Três fatos, em particular, merecem destaque:
1) O momentum demográfico. Como resultado da explosão populacional já ocorrida, 42% da população brasileira tem menos de 17 anos (em qualquer país estável essa proporção é de 26%). Este enorme contingente de menores sequer ingressou ainda em idade e função reprodutiva. Mas eles irão, é claro, reproduzir-se. A entrada desse grande contingente na sua fase reprodutiva representa, por si só, formidável pressão demográfica, e isso mesmo na hipótese mais favorável de que sua conduta seja marcada pela maior prudência, com os casais tendo, digamos, não mais que dois filhos. Mesmo que a fecundidade continue caindo no ritmo dos últimos anos, nossa população continuará crescendo a taxas elevadas no futuro (em torno de 1,7% ao ano até o final do século).
2) Diferenciais de fecundidade. São as famílias de baixa renda e pouca escolaridade as que mais procriam no Brasil. Enquanto nas famílias com renda mensal até 2 salários mínimos cada mulher tem, em média, 5,4 filhos, nas famílias de alta renda esse número cai para 2 filhos. O mesmo ocorre no tocante ao nível de escolaridade das mães. Para as brasileiras com menos de 1 ano de escola, a média de filhos é 5,5 por mulher. As com mais de 9 anos de escola têm apenas 2,3 filhos em média.
3) Juvenescimento das mães. Outra tendência que se acentuou foi a maternidade precoce. Ao contrário do que ocorre em todo o mundo desenvolvido, a proporção de mães adolescentes (15-19 anos) no Brasil subiu de 6,5% do total de mulheres nessa faixa etária em 1970 para 10,5% nos anos 80. Nas famílias de baixa renda, 26% das mulheres entre 15 e 19 anos já é mãe.
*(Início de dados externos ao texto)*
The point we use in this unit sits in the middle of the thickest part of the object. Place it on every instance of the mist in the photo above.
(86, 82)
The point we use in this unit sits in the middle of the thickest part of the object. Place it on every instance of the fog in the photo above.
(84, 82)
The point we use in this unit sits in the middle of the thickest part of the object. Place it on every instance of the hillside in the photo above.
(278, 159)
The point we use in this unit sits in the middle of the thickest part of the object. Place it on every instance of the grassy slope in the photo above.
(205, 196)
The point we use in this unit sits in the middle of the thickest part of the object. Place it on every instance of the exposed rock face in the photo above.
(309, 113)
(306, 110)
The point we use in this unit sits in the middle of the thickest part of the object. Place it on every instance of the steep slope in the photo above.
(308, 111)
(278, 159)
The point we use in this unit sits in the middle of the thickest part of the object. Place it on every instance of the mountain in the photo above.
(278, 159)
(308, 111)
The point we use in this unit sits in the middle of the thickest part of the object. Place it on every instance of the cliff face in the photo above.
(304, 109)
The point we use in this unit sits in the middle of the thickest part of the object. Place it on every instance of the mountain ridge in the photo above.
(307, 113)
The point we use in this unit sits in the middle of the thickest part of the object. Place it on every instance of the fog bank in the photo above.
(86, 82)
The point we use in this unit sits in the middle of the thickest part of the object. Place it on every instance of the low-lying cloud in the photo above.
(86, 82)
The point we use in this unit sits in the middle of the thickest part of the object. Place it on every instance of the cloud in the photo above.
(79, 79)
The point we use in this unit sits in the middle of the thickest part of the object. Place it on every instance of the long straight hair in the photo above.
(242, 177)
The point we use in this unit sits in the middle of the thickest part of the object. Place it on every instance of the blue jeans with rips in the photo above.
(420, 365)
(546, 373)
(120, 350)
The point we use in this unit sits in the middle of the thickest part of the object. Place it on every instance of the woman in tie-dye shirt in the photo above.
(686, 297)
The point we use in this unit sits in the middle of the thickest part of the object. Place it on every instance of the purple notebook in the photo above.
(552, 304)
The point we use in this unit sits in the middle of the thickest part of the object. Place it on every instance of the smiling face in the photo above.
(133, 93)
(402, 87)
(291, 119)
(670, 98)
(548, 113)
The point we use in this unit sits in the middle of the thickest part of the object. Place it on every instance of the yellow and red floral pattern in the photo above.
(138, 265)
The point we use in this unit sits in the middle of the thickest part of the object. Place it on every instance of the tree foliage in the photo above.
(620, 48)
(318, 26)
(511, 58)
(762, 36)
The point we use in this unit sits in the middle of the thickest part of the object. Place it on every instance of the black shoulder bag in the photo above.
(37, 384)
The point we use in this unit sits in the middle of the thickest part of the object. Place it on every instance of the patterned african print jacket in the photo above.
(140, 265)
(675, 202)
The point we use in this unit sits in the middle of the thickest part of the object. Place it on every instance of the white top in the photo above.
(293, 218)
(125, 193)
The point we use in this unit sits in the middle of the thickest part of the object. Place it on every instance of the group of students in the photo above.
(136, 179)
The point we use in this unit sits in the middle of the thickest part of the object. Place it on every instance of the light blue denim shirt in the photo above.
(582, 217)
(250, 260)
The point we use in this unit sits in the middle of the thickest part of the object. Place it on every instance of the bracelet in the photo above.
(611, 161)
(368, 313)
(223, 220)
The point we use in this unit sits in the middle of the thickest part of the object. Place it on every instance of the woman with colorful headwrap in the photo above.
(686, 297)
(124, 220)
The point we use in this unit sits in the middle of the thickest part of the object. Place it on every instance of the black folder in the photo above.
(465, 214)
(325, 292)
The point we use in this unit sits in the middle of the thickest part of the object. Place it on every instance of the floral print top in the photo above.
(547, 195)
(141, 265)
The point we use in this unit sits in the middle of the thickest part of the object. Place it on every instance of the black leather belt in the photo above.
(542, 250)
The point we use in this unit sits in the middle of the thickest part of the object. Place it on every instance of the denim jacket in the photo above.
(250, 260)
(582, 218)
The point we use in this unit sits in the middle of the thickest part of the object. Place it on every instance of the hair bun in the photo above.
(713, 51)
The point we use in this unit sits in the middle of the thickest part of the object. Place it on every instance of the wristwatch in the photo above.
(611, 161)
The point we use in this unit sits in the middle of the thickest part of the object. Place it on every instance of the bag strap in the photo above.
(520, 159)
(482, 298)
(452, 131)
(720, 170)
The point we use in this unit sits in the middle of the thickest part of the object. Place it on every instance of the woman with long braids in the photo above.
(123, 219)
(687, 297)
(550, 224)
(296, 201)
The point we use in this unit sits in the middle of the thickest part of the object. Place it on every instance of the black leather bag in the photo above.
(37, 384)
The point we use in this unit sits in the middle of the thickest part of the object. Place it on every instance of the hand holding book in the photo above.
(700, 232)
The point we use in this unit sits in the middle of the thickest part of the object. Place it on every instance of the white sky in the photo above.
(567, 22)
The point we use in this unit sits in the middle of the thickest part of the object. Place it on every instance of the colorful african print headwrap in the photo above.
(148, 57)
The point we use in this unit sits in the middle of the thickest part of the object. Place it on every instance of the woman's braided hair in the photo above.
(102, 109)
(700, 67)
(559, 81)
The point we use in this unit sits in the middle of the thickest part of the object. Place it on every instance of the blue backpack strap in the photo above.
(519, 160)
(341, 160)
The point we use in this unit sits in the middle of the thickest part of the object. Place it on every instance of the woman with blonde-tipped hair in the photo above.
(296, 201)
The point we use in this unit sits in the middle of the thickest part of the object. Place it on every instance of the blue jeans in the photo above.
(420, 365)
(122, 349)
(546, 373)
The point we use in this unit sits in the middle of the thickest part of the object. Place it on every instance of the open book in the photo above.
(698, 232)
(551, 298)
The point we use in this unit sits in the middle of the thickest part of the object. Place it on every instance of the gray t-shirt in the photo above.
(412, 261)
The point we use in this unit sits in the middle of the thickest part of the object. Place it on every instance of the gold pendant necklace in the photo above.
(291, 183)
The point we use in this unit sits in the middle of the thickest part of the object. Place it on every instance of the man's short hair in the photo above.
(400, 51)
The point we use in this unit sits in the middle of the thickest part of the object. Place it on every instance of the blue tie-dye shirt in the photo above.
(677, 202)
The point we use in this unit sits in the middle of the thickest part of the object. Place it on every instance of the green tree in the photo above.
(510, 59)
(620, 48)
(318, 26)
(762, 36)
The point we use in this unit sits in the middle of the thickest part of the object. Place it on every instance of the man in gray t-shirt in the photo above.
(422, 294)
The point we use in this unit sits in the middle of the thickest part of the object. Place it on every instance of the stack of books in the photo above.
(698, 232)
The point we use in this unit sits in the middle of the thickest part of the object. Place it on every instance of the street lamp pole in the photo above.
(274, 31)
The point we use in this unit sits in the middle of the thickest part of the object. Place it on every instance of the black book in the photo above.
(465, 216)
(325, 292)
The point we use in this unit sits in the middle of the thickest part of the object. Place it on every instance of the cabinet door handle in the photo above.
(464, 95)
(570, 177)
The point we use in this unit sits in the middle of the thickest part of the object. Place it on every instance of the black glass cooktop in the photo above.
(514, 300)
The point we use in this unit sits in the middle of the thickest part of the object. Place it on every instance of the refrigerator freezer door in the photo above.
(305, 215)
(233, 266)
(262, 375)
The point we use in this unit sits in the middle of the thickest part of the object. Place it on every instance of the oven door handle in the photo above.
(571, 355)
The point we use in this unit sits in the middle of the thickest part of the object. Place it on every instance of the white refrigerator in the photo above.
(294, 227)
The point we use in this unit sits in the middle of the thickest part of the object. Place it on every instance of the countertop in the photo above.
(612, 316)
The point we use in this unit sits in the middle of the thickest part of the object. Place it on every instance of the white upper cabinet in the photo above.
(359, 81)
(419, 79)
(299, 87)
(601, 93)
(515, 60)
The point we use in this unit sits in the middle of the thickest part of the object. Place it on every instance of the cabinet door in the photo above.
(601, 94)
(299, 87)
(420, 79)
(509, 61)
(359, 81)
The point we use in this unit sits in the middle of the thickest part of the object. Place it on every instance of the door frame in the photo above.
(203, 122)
À luz desses dados podemos entender melhor porque a pobreza no Brasil incide de forma aguda sobre a população mais jovem, com os 28% dos domicílios mais pobres do país abarcando a espantosa cifra de 45% do total de crianças com menos de 14 anos.
Quando a economia brasileira crescia a taxas elevadas, o laissez-faire demográfico era defendido com o argumento de que o crescimento populacional seria absorvido pela rápida expansão do mercado de trabalho. Isso não ocorreu. Imaginar agora que, com a queda da fecundidade, o problema populacional está resolvido é outra falácia trágica. Se é verdade que nada fizemos para refrear a "decolagem" da população no pós-guerra, isso não significa que a operação "aterrissagem", ora em curso, deva seguir pela mesma trilha.
Uma política ativa de planejamento familiar, incluindo a legalização do aborto, incentivos à família reduzida e programas de educação, aconselhamento e propaganda, não resolverá por si mesma nossos graves problemas sociais. Mas é difícil conceber um programa sério de redução da pobreza, formação de capital humano, emancipação feminina e conservação da natureza do qual ela não faça parte. A omissão significa prosseguir na rota do laissez-faire demográfico.

EDUARDO GIANNETI DA FONSECA, 36, é professor da Faculdade de Economia da USP e autor de "Beliefs in Action" (Cambridge University Press) e "Vícios Privados, Benefícios Públicos?" (Companhia das Letras).